Just past midnight on Christmas, in 1979, Chesler writes, an inebriated Nicol came to her New York apartment, “declared his love” and, “despite my most ferocious efforts,” raped her, with her babysitter and infant son a room away. She says he molested the babysitter as well. And when Chesler subsequently refused to become his lover, he created a hostile work environment in New York and Oslo.

With the backing of African feminists, she says, Chesler planned on confronting Nicol, but Robin Morgan (editor of the 1970 anthology “Sisterhood Is Powerful”) talked her out of it. Worse, Morgan “spent more and more time with my rapist.” Usurping Chesler’s role, Morgan edited and wrote a foreword to the Oslo conference proceedings and later tapped some of its participants for her 1984 anthology, “Sisterhood Is Global.” At home, Chesler says, her old friends at Ms. froze her out.

The failure of her fellow feminists to support her was more traumatic than the rape itself, Chesler writes.
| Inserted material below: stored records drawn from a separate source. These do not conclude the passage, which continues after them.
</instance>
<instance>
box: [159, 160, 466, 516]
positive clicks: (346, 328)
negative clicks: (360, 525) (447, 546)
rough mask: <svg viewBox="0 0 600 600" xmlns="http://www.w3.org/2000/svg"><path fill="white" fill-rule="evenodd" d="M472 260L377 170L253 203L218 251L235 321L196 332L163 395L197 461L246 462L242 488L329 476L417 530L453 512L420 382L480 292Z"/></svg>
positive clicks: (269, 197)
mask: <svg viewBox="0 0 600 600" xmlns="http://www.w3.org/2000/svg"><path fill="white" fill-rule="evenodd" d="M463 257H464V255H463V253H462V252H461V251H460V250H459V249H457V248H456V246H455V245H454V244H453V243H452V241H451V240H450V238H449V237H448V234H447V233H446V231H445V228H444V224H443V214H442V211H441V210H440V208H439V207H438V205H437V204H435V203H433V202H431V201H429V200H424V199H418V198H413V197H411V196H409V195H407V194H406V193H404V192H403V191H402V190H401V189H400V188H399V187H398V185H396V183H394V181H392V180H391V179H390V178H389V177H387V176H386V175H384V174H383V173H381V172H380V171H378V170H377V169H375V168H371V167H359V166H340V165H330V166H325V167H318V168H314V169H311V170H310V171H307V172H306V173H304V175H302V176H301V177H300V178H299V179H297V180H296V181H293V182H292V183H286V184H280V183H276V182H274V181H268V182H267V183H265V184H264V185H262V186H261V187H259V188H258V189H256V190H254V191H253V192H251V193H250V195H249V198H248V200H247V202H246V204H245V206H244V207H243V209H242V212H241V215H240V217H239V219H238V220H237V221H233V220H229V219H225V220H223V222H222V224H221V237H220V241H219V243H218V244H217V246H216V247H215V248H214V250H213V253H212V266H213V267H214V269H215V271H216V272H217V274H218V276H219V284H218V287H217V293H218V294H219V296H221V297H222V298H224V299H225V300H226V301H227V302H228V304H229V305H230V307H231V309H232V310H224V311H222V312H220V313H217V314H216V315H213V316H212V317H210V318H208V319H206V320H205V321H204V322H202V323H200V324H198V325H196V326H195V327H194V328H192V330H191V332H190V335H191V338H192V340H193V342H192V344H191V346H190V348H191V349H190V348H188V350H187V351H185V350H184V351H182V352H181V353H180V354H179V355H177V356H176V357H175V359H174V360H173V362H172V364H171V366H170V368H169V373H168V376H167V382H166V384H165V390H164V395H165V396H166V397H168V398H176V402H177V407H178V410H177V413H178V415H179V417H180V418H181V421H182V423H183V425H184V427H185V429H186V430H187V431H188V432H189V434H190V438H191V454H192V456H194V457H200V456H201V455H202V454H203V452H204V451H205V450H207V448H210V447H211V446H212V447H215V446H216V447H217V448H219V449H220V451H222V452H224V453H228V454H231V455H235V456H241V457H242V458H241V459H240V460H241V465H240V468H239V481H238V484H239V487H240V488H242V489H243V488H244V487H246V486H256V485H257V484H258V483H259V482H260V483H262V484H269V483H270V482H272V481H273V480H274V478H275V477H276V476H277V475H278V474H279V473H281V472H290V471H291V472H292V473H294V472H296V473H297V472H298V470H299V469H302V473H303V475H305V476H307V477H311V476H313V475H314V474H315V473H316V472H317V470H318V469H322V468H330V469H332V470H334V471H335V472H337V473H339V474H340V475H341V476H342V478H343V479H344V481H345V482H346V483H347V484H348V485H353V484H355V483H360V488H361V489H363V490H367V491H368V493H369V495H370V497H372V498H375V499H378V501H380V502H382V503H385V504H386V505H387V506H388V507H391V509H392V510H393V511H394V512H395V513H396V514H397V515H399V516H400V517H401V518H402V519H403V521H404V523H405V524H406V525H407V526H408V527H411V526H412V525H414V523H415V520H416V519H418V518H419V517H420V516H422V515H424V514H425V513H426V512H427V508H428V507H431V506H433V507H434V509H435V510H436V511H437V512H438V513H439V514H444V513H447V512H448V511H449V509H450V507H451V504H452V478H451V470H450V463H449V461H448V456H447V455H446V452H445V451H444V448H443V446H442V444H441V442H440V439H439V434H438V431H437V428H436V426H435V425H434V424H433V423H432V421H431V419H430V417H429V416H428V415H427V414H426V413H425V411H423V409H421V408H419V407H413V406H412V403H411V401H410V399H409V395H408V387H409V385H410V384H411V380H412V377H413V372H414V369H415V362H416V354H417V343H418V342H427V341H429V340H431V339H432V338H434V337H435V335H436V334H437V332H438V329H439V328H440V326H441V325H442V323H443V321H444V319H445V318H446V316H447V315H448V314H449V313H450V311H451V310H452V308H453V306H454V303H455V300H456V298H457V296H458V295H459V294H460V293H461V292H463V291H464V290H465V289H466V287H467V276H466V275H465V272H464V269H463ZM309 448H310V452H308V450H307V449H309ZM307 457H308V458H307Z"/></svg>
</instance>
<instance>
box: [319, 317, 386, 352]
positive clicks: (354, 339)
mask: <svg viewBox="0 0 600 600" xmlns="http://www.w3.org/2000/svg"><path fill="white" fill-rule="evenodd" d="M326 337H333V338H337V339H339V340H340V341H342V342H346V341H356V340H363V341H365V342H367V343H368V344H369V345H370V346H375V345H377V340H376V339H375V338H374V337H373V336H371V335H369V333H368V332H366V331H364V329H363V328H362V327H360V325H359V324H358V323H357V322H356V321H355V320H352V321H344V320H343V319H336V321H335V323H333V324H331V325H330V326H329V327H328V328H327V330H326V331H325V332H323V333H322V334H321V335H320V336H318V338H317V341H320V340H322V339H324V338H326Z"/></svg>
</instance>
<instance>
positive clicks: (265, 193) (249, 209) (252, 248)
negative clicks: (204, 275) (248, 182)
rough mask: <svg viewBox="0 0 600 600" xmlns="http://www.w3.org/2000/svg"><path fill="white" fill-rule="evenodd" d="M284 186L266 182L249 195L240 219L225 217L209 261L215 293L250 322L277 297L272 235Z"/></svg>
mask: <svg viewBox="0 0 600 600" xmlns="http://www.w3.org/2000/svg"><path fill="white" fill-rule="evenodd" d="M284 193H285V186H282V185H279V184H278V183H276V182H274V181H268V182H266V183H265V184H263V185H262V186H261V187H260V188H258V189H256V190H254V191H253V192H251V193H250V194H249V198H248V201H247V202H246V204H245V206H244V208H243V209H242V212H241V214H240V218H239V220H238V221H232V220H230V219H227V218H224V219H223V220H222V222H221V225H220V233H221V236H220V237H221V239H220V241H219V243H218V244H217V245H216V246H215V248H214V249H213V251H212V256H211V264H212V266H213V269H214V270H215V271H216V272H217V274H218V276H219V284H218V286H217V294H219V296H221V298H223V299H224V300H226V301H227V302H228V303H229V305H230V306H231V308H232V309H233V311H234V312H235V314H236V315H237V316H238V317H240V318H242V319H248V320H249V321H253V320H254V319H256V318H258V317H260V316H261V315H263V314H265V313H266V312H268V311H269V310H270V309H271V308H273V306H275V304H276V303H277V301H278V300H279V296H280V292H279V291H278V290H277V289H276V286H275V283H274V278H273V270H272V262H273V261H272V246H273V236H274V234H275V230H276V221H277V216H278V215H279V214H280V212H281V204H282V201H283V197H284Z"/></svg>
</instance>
At Chesler’s urging, Gloria Steinem hosted a feminist tribunal to resolve the clash, but Chesler says that little action resulted. Steinem and Morgan sacrificed her, she charges, “to defend their brand of feminism and their control of international feminist networks.”

One problem with “A Politically Incorrect Feminist” is that Chesler isn’t entirely sure which story she wants to tell — her own or the movement’s, which intersect but are not quite the same.

In the first chapter, she describes a family we would call dysfunctional: a cold and critical mother, a father who “flew into violent rages and beat me with a belt or a fist.” Chesler grew up “an outlaw, an individualist, a loner.” Over the years, she endured “routine, normalized sexual harassment and marital rape, and subsequently rape by a series of boyfriends who could not make commitments, lied to me about being unmarried, were overly possessive, or were sadistic women haters.”

Though her disastrous first marriage was foundational to her feminist outlook, Chesler skips quickly through it because she wrote about it in “An American Bride in Kabul.” She describes her second husband as an Israeli “pretty boy” who was incompetent at earning a living and disinclined to shoulder his share of child care. After she complained to his mother, “[h]is rage and vow of vengeance took my breath away.” Once they divorced, he essentially abandoned their son, causing “torment” and “inconvenience.”

The book’s most frustrating omission involves Chesler’s transformation from a committed (if prone-to-poor-choices) heterosexual to a woman with same-sex proclivities. We learn virtually nothing about either her changing preferences or her female partners, apart from their reluctance to co-parent with her. “Until my mid-40s, I lived with men,” she writes. “Then… I consciously chose to live only with women. Perhaps, one day, I will write about sexuality and identity, eros and motherhood. This is not such a book.” Perhaps it should have been.